You are here: Working with Projects and Datasets > Types of Datasets > Local Files > Datasets XML Data

Datasets: XML

Follow steps 1 and 2 of the Basic Steps listed in Creating a New Dataset, and select XML Dataset. The Dataset Wizard XML window displays.

Dataset Wizard XML Window

  1. Enter a Dataset Name.

  2. Enter the Document Delimiter. The delimiter is the content of the XML tag, without angle brackets or a slash; it will typically be a word or words enclosed in angle brackets, and will be within the first three lines of your XML file(s).
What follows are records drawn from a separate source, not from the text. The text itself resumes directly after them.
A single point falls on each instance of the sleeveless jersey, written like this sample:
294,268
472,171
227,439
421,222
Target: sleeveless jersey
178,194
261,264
A corresponding XML tag with a "/" in front of the word will be near or at the end of the XML record. For example, <DOC> occurs at the beginning of the XML file, and </DOC> occurs near the end. The IN-SPIRE document delimiter would be DOC in this case.

  3. Click Add ... to add XML files (singly or severally), or click Add From Folder... to add an entire folder full of files. Browse to the folder you want to add, click on it to select it and click Add. The files appear in the Source files list. To remove a file from the Source files list, click on it, then click Remove.
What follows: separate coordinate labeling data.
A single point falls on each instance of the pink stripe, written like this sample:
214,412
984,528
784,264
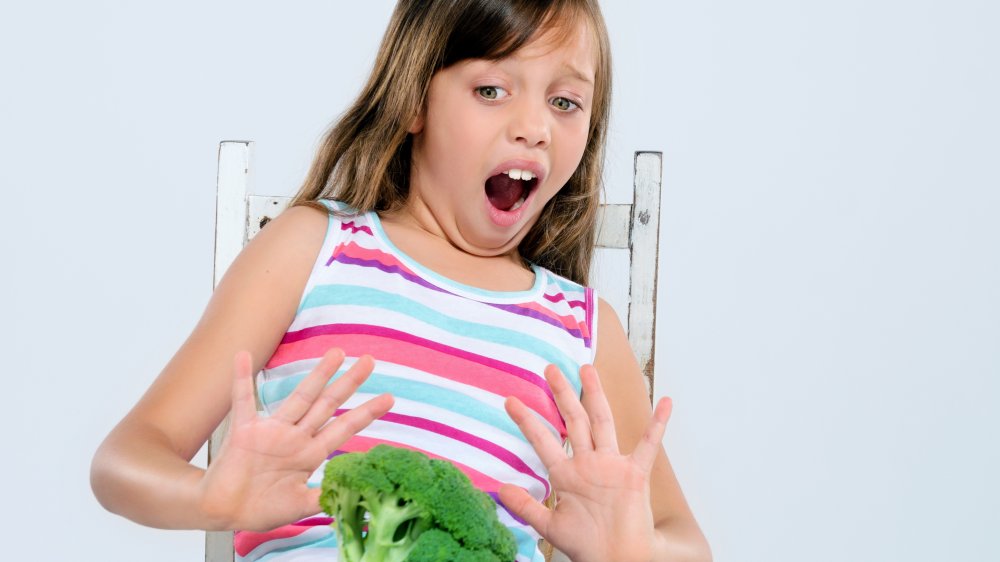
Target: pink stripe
568,321
559,297
245,541
353,250
507,457
349,225
589,295
392,346
491,486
  4. Associate source files with XSLT files. XSLT files are used to transform XML tagged data into some other format for viewing. To associate XSLT files

    1. Click on one or more source files that you want to associate an XSLT file with. Ctrl-A will select all source files in the list.

    2. Click on the XSLT button. A file open dialog opens in the IN-SPIRE sources folder.

    3. Navigate to your XSLT file, if it is not in the sources folder.

    4. Click Set. The XSLT file name appears next to the source file with which you have associated it.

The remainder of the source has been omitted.